Ovunque mancano medici e infermieri: come si può rimediare?

«Non è tanto un problema di numeri quanto di attrattività. In Italia i i medici ci sono, ma sempre meno scelgono di lavorare nel pubblico. Le ragioni sono chiare: retribuzioni basse, carichi di lavoro insostenibili, burocrazia crescente e scarsa valorizzazione professionale. Per gli infermieri la situazione è ancora più grave: gli organici sono insufficienti e il numero di iscritti ai corsi di laurea continua a diminuire. Servono interventi strutturali».

Ad esempio?

«Eliminare i tetti di spesa per il personale, rendere i contratti più competitivi, migliorare le condizioni di lavoro e introdurre percorsi di carriera motivanti. Nel breve periodo sarà inevitabile ricorrere a reclutamenti dall’estero, ma la vera sfida è restituire dignità e attrattività alle professioni sanitarie, oggi schiacciate tra responsabilità enormi e riconoscimenti minimi».

Dramma liste d’attesa: le azioni messe in campo a livello nazionale e regionale sono un flop. Ne usciremo mai?

«Le liste d’attesa sono il sintomo più evidente di un sistema che non riesce più a rispondere alla domanda di salute. Finché non si interviene sulle cause strutturali – carenza di personale, definanziamento, disorganizzazione della rete territoriale – nessuna misura tampone potrà funzionare.

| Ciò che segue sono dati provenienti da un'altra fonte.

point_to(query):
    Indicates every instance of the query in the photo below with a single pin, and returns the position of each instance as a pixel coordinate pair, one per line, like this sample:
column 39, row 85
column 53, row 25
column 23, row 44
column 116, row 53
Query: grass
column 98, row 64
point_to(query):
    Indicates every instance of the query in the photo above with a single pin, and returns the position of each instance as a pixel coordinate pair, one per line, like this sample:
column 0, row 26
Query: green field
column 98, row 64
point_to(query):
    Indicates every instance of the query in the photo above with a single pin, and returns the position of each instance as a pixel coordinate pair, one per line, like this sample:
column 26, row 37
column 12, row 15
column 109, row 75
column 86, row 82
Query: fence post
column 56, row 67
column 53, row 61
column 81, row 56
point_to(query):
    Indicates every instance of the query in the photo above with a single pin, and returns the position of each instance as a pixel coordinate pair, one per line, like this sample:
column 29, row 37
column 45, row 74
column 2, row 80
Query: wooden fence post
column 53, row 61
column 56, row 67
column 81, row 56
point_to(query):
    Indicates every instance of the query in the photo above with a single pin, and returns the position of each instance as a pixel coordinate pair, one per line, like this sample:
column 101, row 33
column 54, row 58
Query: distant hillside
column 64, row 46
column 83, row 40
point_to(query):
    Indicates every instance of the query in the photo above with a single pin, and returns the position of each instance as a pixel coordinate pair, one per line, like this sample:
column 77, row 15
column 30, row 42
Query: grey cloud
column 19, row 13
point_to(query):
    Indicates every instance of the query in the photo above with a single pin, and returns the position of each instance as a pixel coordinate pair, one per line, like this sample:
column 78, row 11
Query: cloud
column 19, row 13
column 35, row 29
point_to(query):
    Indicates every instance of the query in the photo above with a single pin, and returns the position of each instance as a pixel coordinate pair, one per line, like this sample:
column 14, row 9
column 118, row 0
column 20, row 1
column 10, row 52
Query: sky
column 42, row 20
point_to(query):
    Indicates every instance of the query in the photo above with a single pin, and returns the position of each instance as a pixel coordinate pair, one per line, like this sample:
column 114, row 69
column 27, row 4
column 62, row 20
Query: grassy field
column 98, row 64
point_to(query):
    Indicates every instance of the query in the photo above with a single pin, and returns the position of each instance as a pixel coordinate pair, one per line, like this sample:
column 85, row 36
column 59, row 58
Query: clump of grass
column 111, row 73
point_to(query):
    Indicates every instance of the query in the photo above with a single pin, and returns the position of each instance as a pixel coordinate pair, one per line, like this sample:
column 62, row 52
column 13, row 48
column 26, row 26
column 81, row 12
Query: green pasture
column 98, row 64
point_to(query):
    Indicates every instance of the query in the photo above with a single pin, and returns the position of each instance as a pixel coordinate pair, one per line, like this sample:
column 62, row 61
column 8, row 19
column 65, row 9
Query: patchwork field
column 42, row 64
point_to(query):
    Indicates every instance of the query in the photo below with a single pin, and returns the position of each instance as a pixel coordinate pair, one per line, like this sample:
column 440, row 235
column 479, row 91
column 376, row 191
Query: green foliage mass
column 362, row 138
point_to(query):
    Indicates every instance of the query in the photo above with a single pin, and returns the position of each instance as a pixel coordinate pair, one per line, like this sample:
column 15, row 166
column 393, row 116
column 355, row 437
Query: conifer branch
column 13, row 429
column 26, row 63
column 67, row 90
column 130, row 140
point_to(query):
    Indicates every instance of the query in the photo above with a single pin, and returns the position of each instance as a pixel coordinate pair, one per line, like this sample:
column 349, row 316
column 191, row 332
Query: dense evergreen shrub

Le prestazioni aggiuntive aiutano?

«Gli straordinari o le prestazioni aggiuntive dei professionisti, finanziate anche dalla Manovra, servono solo a guadagnare tempo, ma non risolvono il problema. Anzi, la logica del “più lavori, più ti pago”, pur defiscalizzata, è difficilmente sostenibile in un contesto di burnout diffuso. Serve una strategia integrata: investire sull’efficienza organizzativa, potenziare la sanità territoriale, utilizzare in modo appropriato la telemedicina e riorganizzare l’offerta tra pubblico e privato convenzionato, garantendo trasparenza e priorità ai pazienti più fragili».

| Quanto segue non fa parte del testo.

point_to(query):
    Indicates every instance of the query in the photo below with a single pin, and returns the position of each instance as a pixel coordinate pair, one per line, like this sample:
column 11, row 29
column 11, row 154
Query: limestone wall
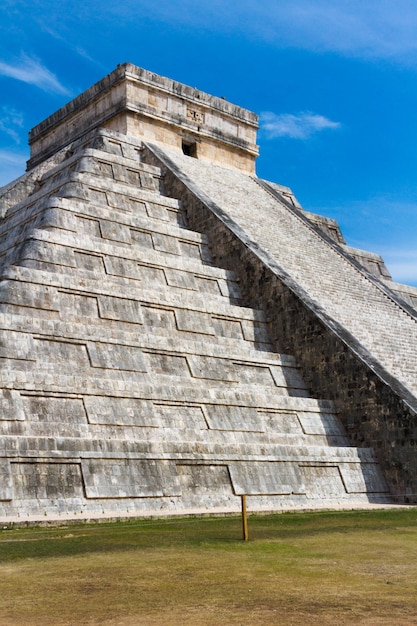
column 375, row 407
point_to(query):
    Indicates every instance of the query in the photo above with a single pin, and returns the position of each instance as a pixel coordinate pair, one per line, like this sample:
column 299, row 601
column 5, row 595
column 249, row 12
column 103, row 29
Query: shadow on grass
column 209, row 533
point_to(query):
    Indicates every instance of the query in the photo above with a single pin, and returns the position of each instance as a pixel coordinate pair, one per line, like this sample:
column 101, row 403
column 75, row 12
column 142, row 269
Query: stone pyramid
column 177, row 332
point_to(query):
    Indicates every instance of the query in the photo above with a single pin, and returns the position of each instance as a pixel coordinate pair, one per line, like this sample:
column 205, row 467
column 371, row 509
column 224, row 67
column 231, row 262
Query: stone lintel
column 142, row 104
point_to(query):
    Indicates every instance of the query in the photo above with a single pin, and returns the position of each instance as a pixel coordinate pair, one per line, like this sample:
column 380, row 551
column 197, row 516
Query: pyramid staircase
column 135, row 378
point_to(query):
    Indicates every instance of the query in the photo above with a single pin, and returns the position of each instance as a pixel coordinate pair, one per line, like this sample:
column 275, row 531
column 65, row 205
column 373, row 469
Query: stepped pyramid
column 177, row 332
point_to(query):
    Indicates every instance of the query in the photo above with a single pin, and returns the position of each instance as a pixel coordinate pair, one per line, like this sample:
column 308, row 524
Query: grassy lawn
column 300, row 568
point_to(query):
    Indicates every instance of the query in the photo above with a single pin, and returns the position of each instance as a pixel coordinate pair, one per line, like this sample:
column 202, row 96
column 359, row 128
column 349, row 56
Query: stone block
column 129, row 478
column 120, row 309
column 116, row 357
column 266, row 478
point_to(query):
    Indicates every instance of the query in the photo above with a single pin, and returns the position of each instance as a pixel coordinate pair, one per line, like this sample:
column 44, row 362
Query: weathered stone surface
column 149, row 307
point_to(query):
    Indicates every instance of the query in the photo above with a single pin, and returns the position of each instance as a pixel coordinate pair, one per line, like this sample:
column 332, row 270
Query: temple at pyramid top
column 139, row 103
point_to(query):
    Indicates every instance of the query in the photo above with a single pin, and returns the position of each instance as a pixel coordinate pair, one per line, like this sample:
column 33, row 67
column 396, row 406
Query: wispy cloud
column 31, row 71
column 359, row 28
column 402, row 264
column 12, row 165
column 300, row 126
column 11, row 123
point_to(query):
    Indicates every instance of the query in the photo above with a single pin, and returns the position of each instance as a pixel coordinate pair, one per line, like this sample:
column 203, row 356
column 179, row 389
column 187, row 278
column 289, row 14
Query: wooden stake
column 244, row 520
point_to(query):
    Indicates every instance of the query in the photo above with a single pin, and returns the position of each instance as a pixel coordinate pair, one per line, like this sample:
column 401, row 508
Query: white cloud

La Sardegna è ultima in Italia sulla maggior parte degli indicatori Lea.

«Sì, la Sardegna è una delle regioni che più risente delle diseguaglianze strutturali del Sistema sanitario. Pur risultando adempiente ai Livelli Essenziali di Assistenza, gli ultimi dati mostrano performance inferiori alla media nazionale, con criticità marcate nell’area ospedaliera e nella medicina territoriale. In molte zone dell’isola i cittadini faticano persino a trovare un medico di famiglia, con conseguente ricorso inappropriato ai pronto soccorso e un tasso di rinuncia alle cure che ha raggiunto il 17,2% della popolazione, contro una media nazionale del 9,9%.
Ancora, l’aspettativa di vita in Sardegna, pari nel 2024 a 82,8 anni contro una media nazionale di 83,4, è un indicatore eloquente: quando il sistema pubblico arretra, la salute peggiora. Serve un’azione di riequilibrio forte e continuativa, perché le differenze territoriali non sono solo un problema sanitario, ma anche sociale e di coesione nazionale».

Che consigli darebbe all’assessore Bartolazzi?

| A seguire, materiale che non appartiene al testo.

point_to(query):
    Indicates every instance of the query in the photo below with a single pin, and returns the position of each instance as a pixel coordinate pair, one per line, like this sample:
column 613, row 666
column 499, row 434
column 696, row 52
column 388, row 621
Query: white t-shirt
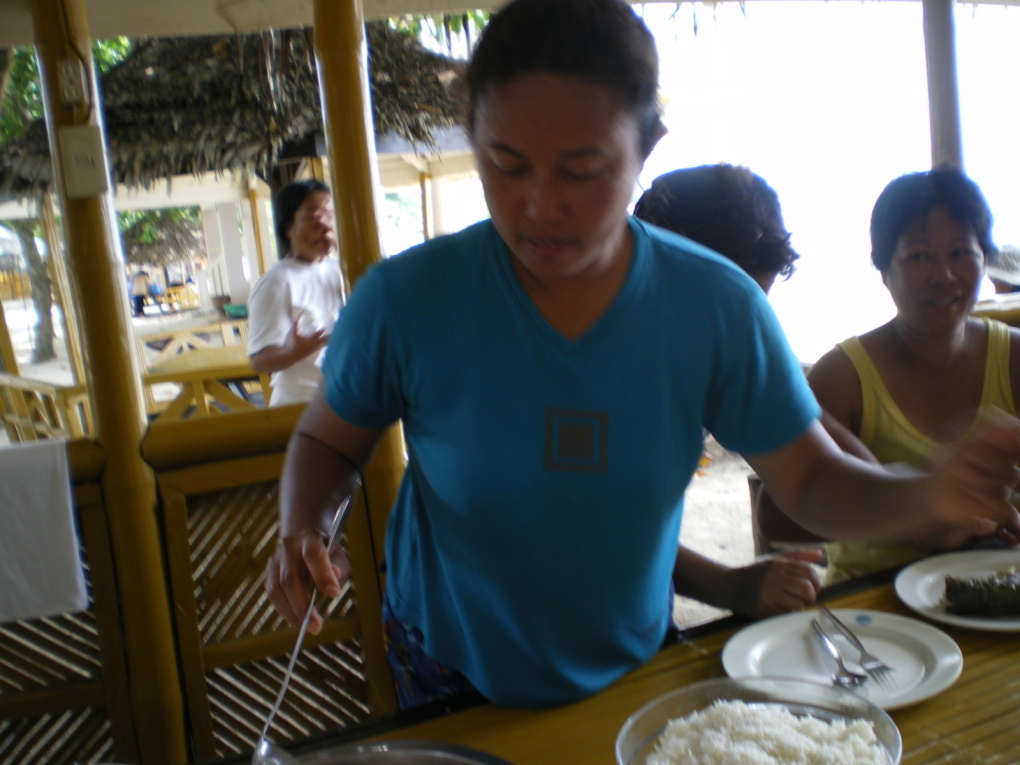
column 294, row 291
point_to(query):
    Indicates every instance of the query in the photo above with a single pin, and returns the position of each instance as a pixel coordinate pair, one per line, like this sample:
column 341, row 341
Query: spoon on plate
column 267, row 753
column 844, row 676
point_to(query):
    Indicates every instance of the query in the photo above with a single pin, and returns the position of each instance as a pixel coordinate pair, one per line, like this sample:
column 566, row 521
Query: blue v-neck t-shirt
column 534, row 530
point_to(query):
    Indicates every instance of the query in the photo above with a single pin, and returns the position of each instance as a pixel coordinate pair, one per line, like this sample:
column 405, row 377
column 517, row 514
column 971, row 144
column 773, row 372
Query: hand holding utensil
column 267, row 753
column 844, row 676
column 870, row 663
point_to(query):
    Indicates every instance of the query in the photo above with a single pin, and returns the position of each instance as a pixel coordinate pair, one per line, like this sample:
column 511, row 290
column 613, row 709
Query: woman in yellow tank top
column 916, row 385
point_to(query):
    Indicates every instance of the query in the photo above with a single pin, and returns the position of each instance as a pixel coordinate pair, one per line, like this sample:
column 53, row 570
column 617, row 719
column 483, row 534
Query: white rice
column 731, row 732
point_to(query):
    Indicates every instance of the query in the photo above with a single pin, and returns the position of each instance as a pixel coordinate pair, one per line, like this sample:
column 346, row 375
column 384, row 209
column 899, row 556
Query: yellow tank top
column 890, row 437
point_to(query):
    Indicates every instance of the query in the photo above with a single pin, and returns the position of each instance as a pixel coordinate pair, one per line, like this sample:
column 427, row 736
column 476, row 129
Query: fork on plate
column 870, row 663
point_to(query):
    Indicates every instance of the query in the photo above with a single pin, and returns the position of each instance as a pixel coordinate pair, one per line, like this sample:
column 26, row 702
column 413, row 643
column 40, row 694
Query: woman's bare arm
column 323, row 459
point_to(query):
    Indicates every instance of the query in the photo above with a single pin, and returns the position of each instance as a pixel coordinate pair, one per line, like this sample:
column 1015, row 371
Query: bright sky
column 828, row 103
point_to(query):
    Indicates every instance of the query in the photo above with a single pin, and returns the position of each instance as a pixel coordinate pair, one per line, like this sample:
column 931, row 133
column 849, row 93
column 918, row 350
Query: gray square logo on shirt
column 575, row 440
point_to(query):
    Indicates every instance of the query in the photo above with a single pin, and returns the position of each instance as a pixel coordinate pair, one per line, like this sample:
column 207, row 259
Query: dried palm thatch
column 217, row 104
column 172, row 241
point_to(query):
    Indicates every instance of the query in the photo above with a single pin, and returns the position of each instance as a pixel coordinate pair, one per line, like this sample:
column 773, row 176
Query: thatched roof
column 172, row 240
column 200, row 104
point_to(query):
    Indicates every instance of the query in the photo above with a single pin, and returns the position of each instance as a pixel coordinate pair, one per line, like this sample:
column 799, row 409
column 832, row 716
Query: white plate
column 926, row 660
column 921, row 585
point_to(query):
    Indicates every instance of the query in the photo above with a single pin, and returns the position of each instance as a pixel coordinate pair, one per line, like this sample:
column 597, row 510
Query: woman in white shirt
column 294, row 305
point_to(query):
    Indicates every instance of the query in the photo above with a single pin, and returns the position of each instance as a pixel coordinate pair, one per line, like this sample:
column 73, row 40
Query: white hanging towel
column 40, row 561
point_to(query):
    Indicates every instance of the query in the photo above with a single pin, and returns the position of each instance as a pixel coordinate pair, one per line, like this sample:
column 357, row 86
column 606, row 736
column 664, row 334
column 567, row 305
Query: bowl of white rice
column 759, row 721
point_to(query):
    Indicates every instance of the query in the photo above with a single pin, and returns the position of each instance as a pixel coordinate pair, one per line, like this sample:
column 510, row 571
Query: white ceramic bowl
column 638, row 736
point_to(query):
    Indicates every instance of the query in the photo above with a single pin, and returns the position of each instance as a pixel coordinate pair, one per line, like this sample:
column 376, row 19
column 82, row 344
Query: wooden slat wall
column 220, row 524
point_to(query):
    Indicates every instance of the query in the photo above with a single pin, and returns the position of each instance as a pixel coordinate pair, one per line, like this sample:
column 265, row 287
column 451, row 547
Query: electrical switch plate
column 72, row 81
column 83, row 161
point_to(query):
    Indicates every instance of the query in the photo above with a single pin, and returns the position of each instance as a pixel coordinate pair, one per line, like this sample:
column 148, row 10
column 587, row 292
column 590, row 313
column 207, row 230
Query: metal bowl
column 640, row 733
column 404, row 753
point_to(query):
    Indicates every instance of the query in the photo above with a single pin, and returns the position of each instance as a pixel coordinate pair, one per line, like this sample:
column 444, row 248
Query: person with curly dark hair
column 730, row 210
column 734, row 212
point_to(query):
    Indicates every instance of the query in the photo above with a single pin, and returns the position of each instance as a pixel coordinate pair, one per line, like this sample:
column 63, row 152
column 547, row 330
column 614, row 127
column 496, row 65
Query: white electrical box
column 82, row 158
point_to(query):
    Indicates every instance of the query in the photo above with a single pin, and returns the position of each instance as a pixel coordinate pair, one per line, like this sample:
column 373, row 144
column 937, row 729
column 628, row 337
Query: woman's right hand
column 301, row 345
column 299, row 563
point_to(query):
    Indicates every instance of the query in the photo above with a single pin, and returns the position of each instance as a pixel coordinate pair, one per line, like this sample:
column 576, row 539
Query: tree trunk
column 42, row 292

«Prima di tutto, costruire una visione di lungo periodo. La Sardegna deve puntare su una programmazione stabile, che metta al centro il territorio e le persone. Occorre investire sulla rete dei servizi territoriali, completando e rendendo operative le Case della Comunità e i servizi di assistenza domiciliare, oggi ancora troppo deboli. È poi indispensabile lavorare sul personale sanitario: aumentare l’attrattività delle strutture pubbliche, ridurre la precarietà, promuovere formazione e incentivi per trattenere i professionisti sull’Isola. Infine, è fondamentale utilizzare in modo efficiente le risorse del Pnrr e applicare con coerenza gli standard del Dm 77, che rappresentano un’occasione concreta per modernizzare la sanità sarda e renderla più vicina ai cittadini».